I agree with Bernie Sanders, at least to a point. It is lamentable how students are expected to pay back an average of almost $40,000 in debt after they graduate from college. Frankly, it might be a good idea to cancel it, and if the money can be raised from Wall Street, well, so much the better.
Yes, I know the conservative arguments against this move. Does it not penalize people who have paid off their debts? It makes no difference to them. Should conservatives oppose the cutting of regressive taxes because people have already been paying them? A more challenging argument was made in a blunt form by Matt Walsh:
‘I guess I’m meant to cry tears of sympathy for all of these college grads with student loan debt. Somehow I just can’t muster a single tear. You chose to sign that dotted line. Nobody put a gun to your head. Fulfill your obligations and stop whining about it, for God’s sake.’
You can see the moral logic here. Unlike Bernie Sanders, I do not think people have a ‘right’ to free university education, and I am certain some people have spent irresponsibly rather than paying off their student loans. But in their defense, how were kids to know how much interest on those loans would boom? More significantly, why should kids have been expected to anticipate the creeping rise of credentialism?
Sanders’s idea has its limits, naturally.
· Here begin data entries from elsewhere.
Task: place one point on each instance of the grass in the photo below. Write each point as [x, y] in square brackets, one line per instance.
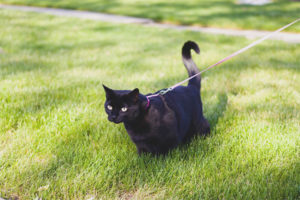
[56, 143]
[213, 13]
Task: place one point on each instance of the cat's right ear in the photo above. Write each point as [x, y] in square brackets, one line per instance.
[109, 92]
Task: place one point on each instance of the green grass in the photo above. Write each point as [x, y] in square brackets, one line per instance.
[212, 13]
[56, 143]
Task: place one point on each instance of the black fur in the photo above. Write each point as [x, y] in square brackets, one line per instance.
[170, 120]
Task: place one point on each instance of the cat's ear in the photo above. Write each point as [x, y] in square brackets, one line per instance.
[109, 92]
[134, 94]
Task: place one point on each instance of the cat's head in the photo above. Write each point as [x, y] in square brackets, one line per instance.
[122, 105]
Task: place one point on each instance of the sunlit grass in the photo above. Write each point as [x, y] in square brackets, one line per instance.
[213, 13]
[56, 143]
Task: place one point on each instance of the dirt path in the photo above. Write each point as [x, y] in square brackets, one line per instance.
[287, 37]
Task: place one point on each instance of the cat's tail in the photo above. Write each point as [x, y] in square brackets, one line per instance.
[189, 63]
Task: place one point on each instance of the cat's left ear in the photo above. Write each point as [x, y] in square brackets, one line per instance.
[134, 94]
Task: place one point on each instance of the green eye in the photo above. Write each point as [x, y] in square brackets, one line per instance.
[109, 107]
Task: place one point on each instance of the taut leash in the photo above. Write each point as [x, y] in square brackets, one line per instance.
[162, 92]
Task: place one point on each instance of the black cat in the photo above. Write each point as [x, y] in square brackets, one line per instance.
[164, 122]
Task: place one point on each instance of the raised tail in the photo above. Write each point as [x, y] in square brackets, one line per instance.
[189, 63]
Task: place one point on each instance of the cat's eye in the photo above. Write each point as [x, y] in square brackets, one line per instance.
[109, 107]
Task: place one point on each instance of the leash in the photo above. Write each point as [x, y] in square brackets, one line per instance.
[164, 91]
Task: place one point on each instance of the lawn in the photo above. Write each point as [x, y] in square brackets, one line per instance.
[56, 142]
[213, 13]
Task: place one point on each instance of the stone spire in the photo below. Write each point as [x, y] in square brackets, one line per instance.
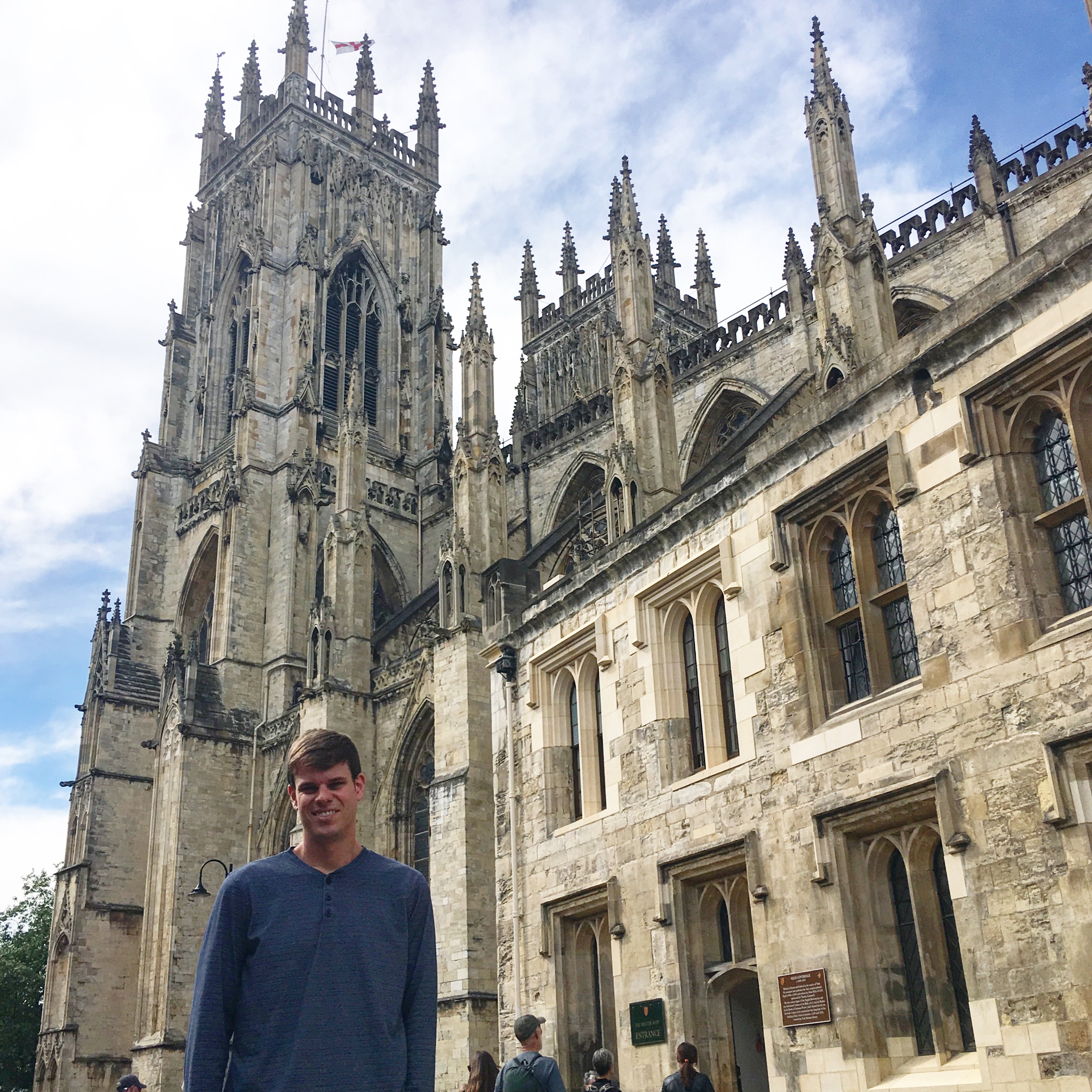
[644, 461]
[476, 357]
[428, 127]
[529, 292]
[481, 521]
[569, 270]
[212, 132]
[630, 263]
[983, 165]
[704, 279]
[665, 257]
[829, 135]
[250, 95]
[795, 272]
[298, 44]
[365, 90]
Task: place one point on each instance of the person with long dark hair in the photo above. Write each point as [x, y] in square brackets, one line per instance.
[687, 1079]
[483, 1073]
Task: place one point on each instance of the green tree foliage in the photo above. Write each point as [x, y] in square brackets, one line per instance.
[24, 945]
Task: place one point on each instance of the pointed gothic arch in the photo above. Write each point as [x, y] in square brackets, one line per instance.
[195, 621]
[359, 331]
[726, 410]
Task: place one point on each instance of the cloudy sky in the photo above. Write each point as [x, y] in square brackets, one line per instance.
[541, 101]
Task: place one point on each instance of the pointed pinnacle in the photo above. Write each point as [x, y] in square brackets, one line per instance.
[627, 212]
[365, 70]
[615, 213]
[476, 315]
[665, 252]
[569, 260]
[822, 79]
[529, 280]
[981, 145]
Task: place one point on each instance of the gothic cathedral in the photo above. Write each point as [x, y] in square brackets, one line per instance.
[742, 697]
First, he appears to have that classic left-wing attitude that a free service is a good service. Sometimes this is true, but only up to a point. I appreciate the British National Health Service being free at the point of use, for example, but it has a fairly mediocre record when compared with other Western countries, on such important matters as avoiding preventable deaths.
One problem with the university system, regardless of its costs, is that its value has been overstated. Student enrollment has been climbing for decades, and, despite a small dip since 2010, is projected to increase in the 2020s. This rise was driven by a mixture of egalitarianism and material self-interest. Cultural and political elites assumed if rich, successful people like them had enjoyed the blessings of an extended academic education, far more people should do so. This had the happy and perhaps not entirely coincidental side-effect of enriching universities.
For all the noble intentions that might have driven this phenomenon, and the valuable results that it has yielded, it has had disturbing excesses. As George Leef wrote in ‘The Overselling of Higher Education’, it has led to ‘credential inflation’ as employers have responded:
‘…by using the possession of a college degree as a screening device. Few jobs demand such a high level of knowledge and skill that they cannot be performed by individuals with a sound basic education, but many employers now decline to consider high school graduates since there is such a large pool of college graduates available.’
This becomes something of a self-fulfilling prophecy as more and more young people attend university, ‘often with little if any gain in human capital that will prove beneficial in the labor market or in dealing with the challenges of life.’ (Maybe that sounds like snobbery, but I include myself among them. Never take creative writing, kids.)
But, a critic might suggest, a university education is not just about preparing someone for work, it is about their intellectual and personal development. It can be true! Yet most of us are not equipped to specialize or interested in specializing in academic fields and have no need of that kind of structured environment (and, as Bryan Caplan writes in The Case Against Education, the learning involved can be minimal). As for personal development, well, you suspect that universities tend to have a more negative than positive effect. In their book The Coddling of the American Mind, Jonathan Haidt and Greg Lukianoff criticize ‘safetyism’ in universities. They argue there is an emphasis on protecting rather than challenging students which enables fragility rather than personal growth.
A conservative can hardly avoid mentioning the dominance of left-wing ideas in the academy – notable when Bloom wrote The Closing of the American Mind and downright farcical today. Perhaps this makes my case sound partisan, but are we expected to believe progressive academics would have the same quasi-mystical respect for higher education if it involved more Anscombe than Adorno, more Scruton than Said, more Kołakowski than Karl Marx and more Herbert Butterfield than Herbert Marcuse?
Maybe we can agree with Mr Sanders, then, that student debt should be canceled. Kids were drawn into a system where their debts were rapidly inflated, and many if not most of them need never have been there. But the final words are indispensable. Offering everyone free academic education wastes years of time for many of them and depletes the income of Americans who had better things to do than study, as well as feeding a bloated system that undermines more than it elevates the society that sustains it. Cancel student debt, then cancel some universities.